The first – I was with a patient on the front porch of the orphanage when I heard someone call my name. I looked up to see, waving at me, twenty something year old Wilfred with his new above the knee amputation, beautiful twenty something year old Chantel with her new complete arm amputation, and feisty twenty something year old Emmanuel with her new below the knee amputation all walking together outside of their cardboard/bedsheet ‘shantytown’.  I hadn’t seen them out of  their cots together since I’d been there.  They’d overcome their fear of mobilizing, and were so excited to be walking about together, like they were all going out on the town. Indescribable joy.
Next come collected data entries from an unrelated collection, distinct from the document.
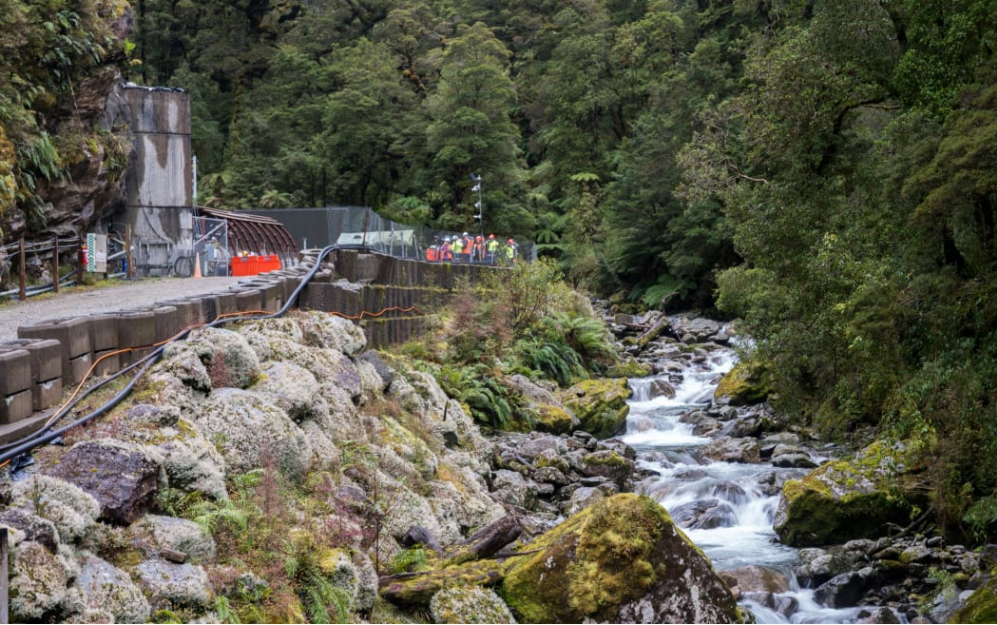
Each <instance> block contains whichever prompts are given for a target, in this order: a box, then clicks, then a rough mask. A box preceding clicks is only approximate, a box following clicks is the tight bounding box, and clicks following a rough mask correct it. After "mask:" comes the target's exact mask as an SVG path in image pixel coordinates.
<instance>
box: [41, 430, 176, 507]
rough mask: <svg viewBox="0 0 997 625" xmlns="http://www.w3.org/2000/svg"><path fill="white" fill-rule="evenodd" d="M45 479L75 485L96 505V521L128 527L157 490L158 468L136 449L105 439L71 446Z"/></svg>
mask: <svg viewBox="0 0 997 625" xmlns="http://www.w3.org/2000/svg"><path fill="white" fill-rule="evenodd" d="M46 472H47V473H48V474H49V475H51V476H53V477H57V478H60V479H63V480H65V481H67V482H69V483H71V484H75V485H76V486H79V487H80V488H81V489H83V490H84V491H85V492H87V493H89V494H90V495H92V496H93V498H94V499H96V500H97V502H98V503H99V504H100V518H101V519H103V520H105V521H110V522H113V523H121V524H128V523H131V522H132V521H134V520H135V519H137V518H138V517H140V516H141V515H143V514H145V512H146V511H148V510H149V509H150V508H151V507H152V505H153V503H154V501H155V496H156V492H157V491H158V489H159V467H158V466H157V465H156V463H154V462H153V461H151V460H150V459H149V458H148V456H147V455H146V454H145V453H143V452H142V451H139V450H137V449H134V448H131V447H130V446H128V445H126V444H123V443H120V442H118V441H114V440H110V439H105V440H101V441H88V442H83V443H78V444H76V445H74V446H73V448H72V449H70V450H69V451H68V452H67V453H66V454H65V455H64V456H63V457H62V459H61V460H60V462H59V464H57V465H55V466H54V467H51V468H49V469H47V471H46Z"/></svg>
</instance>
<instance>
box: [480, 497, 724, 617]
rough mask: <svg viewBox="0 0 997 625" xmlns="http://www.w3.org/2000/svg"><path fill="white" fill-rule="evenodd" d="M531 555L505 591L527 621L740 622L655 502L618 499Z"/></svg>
mask: <svg viewBox="0 0 997 625" xmlns="http://www.w3.org/2000/svg"><path fill="white" fill-rule="evenodd" d="M525 549H526V552H527V554H528V555H524V556H523V557H515V558H511V559H510V560H509V562H510V563H509V564H508V565H507V570H506V576H505V579H504V581H503V583H502V586H501V587H500V590H499V592H500V594H501V595H502V597H503V598H504V599H505V601H506V603H507V604H508V605H509V606H510V607H511V608H512V609H513V611H514V613H515V614H516V615H517V616H518V617H519V618H520V620H521V621H524V622H531V623H580V622H583V621H586V620H595V621H610V622H653V623H663V622H687V623H702V622H711V623H729V622H738V621H740V620H741V613H740V611H739V610H738V608H737V604H736V602H735V601H734V597H733V596H732V595H731V593H730V589H729V588H728V587H727V585H726V584H725V583H724V582H723V581H722V580H721V579H720V577H718V576H717V574H716V573H715V572H714V571H713V567H712V565H711V564H710V561H709V560H708V559H707V558H706V556H704V555H703V554H702V552H701V551H699V549H697V548H696V547H695V545H693V544H692V543H691V542H690V541H689V540H688V539H687V538H686V537H685V535H683V534H682V533H681V532H680V531H679V530H678V529H677V528H676V527H675V525H674V524H673V523H672V521H671V518H670V517H669V516H668V513H667V512H666V511H665V509H664V508H662V507H661V506H660V505H659V504H658V503H657V502H655V501H654V500H653V499H650V498H649V497H645V496H638V495H634V494H623V495H616V496H614V497H612V498H610V499H607V500H605V501H603V502H600V503H598V504H596V505H594V506H592V507H590V508H586V509H585V510H583V511H582V512H580V513H578V514H576V515H575V516H573V517H571V518H570V519H568V520H567V521H565V522H564V523H562V524H561V525H559V526H558V527H556V528H554V529H553V530H551V531H549V532H547V533H546V534H544V535H543V536H541V537H540V538H538V539H537V540H535V541H534V542H533V543H531V544H530V545H527V546H526V547H525Z"/></svg>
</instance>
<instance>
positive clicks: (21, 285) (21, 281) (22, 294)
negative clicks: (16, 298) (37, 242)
mask: <svg viewBox="0 0 997 625" xmlns="http://www.w3.org/2000/svg"><path fill="white" fill-rule="evenodd" d="M17 262H18V263H20V273H21V282H20V286H19V287H18V290H17V299H19V300H21V301H22V302H23V301H24V300H26V299H28V291H27V289H28V272H27V267H25V264H26V262H25V259H24V237H21V242H20V244H19V245H18V248H17Z"/></svg>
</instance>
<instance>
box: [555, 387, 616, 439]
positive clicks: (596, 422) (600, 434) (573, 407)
mask: <svg viewBox="0 0 997 625" xmlns="http://www.w3.org/2000/svg"><path fill="white" fill-rule="evenodd" d="M632 394H633V391H631V390H630V386H628V385H627V381H626V380H625V379H615V380H614V379H605V380H585V381H583V382H579V383H578V384H576V385H574V386H572V387H571V388H569V389H568V390H566V391H564V393H563V394H562V399H563V403H564V405H565V407H567V408H568V409H569V410H571V411H572V412H573V413H574V414H575V416H576V417H578V420H579V421H580V422H581V429H583V430H585V431H586V432H588V433H590V434H592V435H593V436H595V437H597V438H608V437H610V436H613V435H614V434H616V433H617V432H619V431H620V430H621V429H622V428H623V427H624V426H625V424H626V420H627V414H628V413H629V412H630V406H629V405H627V400H628V399H630V396H631V395H632Z"/></svg>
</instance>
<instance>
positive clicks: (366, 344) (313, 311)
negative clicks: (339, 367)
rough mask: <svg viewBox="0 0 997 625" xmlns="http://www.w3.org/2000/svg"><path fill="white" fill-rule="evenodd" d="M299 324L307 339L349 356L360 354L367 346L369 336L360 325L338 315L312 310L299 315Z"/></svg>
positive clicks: (312, 342)
mask: <svg viewBox="0 0 997 625" xmlns="http://www.w3.org/2000/svg"><path fill="white" fill-rule="evenodd" d="M298 324H299V325H300V326H301V332H302V334H303V335H304V338H305V340H306V341H307V342H308V343H309V344H312V345H316V346H319V347H323V348H326V349H334V350H336V351H338V352H342V353H344V354H346V355H347V356H352V355H354V354H359V353H360V352H361V351H363V349H364V348H365V347H366V346H367V337H366V336H365V335H364V333H363V330H362V329H361V328H360V326H359V325H357V324H355V323H353V322H352V321H350V320H348V319H343V318H342V317H338V316H336V315H330V314H329V313H326V312H321V311H316V310H311V311H308V312H305V313H303V314H302V315H301V317H299V319H298Z"/></svg>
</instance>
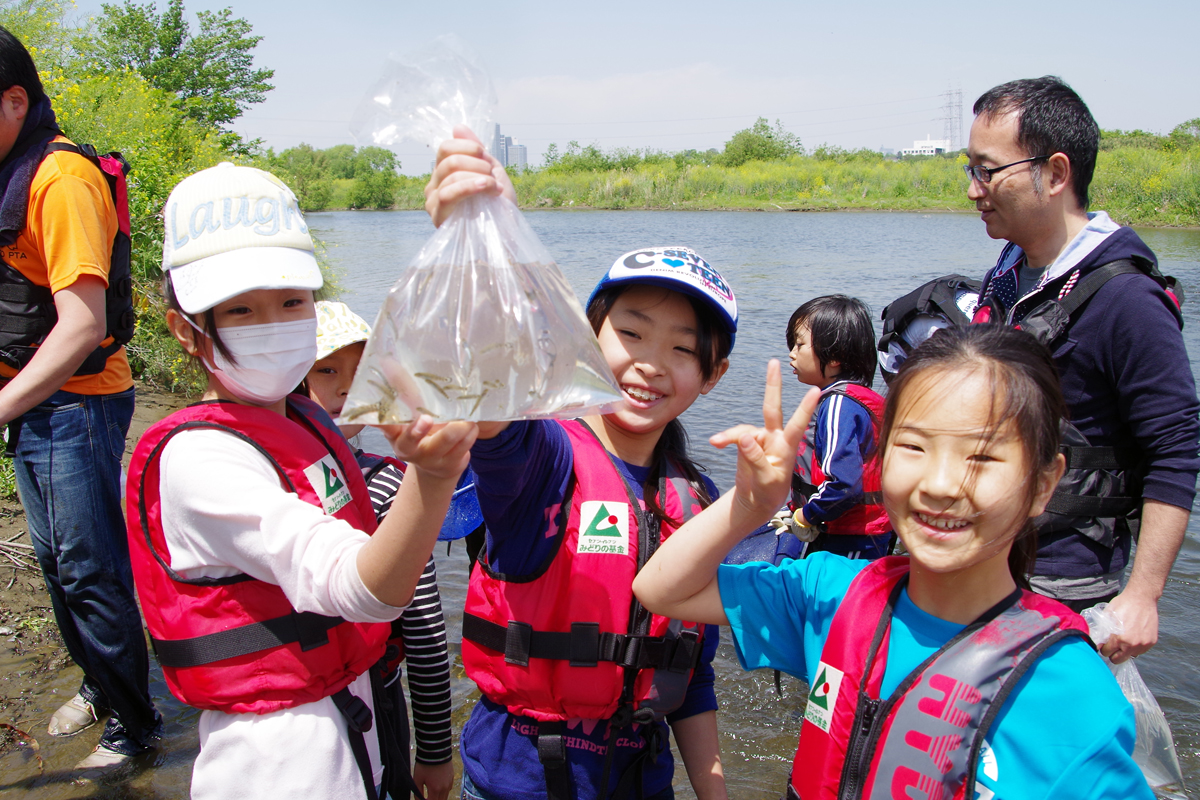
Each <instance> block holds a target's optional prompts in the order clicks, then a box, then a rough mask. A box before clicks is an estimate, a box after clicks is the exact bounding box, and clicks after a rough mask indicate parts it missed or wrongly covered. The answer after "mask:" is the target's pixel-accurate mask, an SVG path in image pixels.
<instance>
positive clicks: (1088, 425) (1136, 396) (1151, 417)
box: [984, 228, 1200, 576]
The second – I visited a similar disaster relief clinic in Haiti today called Love a Child, about an hours drive away (depending on the traffic).  We have gradually been discharging patients from Buen Samaritano to Love a Child (previously a well established orphanage). Amos Hare and I rode on a school bus there today with more of our discharged patients there, including 14 year old Lorentia, and her mother Saintenise. Saintenise also has a 3 month old baby who she hasn’t seen since the earthquake; both Lorentia and her mother have left fractured femurs with external fixators and were sent to Buen Samaritano while the father and the baby had to stay in Haiti.  Today – Saintenise and her baby were reunited – as was the whole family. Indescribable joy.

For most of them, the future beyond physical rehabilitation in Love a Child or any other clinic is a colossal unknown. And still, they gave us such grand affection and love, and grew to trust us immensely.  This alone was a magnificent gift and honor, one that I will treasure for the rest of my life.  Though I’m using first person narrative, it is not my story - it is theirs.  I will probably never see these people again.  I remind myself that this great beauty in this great tragedy is a collection of moments that continue to pass all of us by, and that grasping to the feelings or to our new friends will only diminish the power of the love and insight that has passed between us.